Der Kampf gegen Hunger schafft Frieden

Wolfgang Piller
Wolfgang Piller
am Freitag, 09.10.2020 - 15:18

Nicht Greta Thunberg und erst recht nicht Donald Trump - der Friedensnobelpreis geht heuer an den Kampf gegen Hunger und damit ein kleines bisschen auch an die Bauern der Welt.

Getreidesäcke des Welternährungsprogramms

Der Friedensnobelpreis geht heuer an das Welternährungsprogramm der Vereinten Nationen (WFP). Das gab das norwegische Nobelkomitee am Freitag in Oslo bekannt. Die UN-Organisation werde damit unter anderem für ihre Bemühungen im Kampf gegen den Hunger sowie ihren Beitrag zur Verbesserung der Friedensbedingungen in Konfliktgebieten ausgezeichnet, sagte die Vorsitzende des Komitees, Berit Reiss-Andersen, bei der Preis-Bekanntgabe.

"Wir sind sprachlos" – das war die erste Reaktion des Welternährungsprogramms übersetzt ins Deutsche nach dem Gewinn des Friedensnobelpreises.
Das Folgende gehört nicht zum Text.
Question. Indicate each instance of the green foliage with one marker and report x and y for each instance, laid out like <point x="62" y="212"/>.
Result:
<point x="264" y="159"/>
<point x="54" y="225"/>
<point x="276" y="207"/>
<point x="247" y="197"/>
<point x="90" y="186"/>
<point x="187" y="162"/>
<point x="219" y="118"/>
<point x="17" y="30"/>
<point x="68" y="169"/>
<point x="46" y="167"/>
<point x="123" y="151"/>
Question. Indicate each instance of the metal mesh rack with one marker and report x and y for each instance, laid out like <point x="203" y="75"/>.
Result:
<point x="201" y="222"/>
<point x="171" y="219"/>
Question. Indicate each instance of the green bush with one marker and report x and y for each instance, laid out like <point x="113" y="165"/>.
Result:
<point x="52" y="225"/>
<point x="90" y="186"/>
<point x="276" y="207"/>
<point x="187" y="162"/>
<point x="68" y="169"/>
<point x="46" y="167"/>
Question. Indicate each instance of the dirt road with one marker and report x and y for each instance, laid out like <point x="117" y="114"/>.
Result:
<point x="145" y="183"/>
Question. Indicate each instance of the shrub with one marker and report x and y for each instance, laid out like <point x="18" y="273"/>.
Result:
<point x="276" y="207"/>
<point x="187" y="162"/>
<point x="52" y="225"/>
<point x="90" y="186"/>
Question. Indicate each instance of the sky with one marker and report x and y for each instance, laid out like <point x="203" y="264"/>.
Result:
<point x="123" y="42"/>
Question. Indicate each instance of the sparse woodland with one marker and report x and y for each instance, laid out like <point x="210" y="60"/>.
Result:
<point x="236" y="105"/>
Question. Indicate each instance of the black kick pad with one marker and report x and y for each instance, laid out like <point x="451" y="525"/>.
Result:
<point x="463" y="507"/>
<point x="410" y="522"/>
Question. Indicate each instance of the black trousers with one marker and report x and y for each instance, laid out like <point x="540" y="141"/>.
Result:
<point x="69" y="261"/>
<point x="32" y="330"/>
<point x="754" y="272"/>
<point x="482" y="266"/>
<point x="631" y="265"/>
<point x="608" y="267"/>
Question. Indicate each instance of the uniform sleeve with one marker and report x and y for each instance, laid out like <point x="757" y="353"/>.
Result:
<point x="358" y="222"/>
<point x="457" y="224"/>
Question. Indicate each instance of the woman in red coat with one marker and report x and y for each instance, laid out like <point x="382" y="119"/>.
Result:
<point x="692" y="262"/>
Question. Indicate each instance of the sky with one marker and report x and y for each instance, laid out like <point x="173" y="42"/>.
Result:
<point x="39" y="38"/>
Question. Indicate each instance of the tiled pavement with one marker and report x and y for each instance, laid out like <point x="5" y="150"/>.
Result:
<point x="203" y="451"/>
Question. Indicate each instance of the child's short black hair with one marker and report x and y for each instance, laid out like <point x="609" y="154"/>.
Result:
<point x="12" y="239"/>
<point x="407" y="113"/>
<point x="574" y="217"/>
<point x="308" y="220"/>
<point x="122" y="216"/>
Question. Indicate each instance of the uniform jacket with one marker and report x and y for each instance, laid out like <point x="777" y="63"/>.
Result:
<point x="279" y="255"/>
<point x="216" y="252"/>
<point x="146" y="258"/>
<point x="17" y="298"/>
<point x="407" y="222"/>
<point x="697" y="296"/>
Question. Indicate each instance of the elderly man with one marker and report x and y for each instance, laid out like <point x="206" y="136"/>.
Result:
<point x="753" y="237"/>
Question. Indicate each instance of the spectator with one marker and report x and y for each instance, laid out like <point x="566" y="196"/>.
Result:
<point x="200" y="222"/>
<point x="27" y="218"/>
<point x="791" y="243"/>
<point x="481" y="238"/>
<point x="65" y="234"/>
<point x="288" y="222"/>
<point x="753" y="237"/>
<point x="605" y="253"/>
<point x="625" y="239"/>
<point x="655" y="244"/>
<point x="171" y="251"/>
Favoriten waren die Welternährer nicht. Viele hatten damit gerechnet, dass Klimaaktivistin Greta Thunberg und ihre Fridays-for-Future-Bewegung mit dem Preis geehrt werden würde.

In München sitzt ein Teil des Welternährungsprogramms

Deutschland ist übrigens weltweit der zweitgrößte Geldgeber für die UN-Hilfsorganisation. Darauf machte im Anschluss an die Bekanntgabe Bundesaußenminister Maas aufmerksam. Auch Bayerns Ernährungsministerin Michaela Kaniber gratuliert dem World Food Programm. „Damit wird die Frage der Welternährung als globales Zukunftsthema noch mehr ins Scheinwerferlicht der Öffentlichkeit gerückt“, sagte Kaniber. Sie sei auch ein wenig stolz darauf, dass das Innovations-Cluster des World Food Programm seit fünf Jahren in München seinen Sitz habe.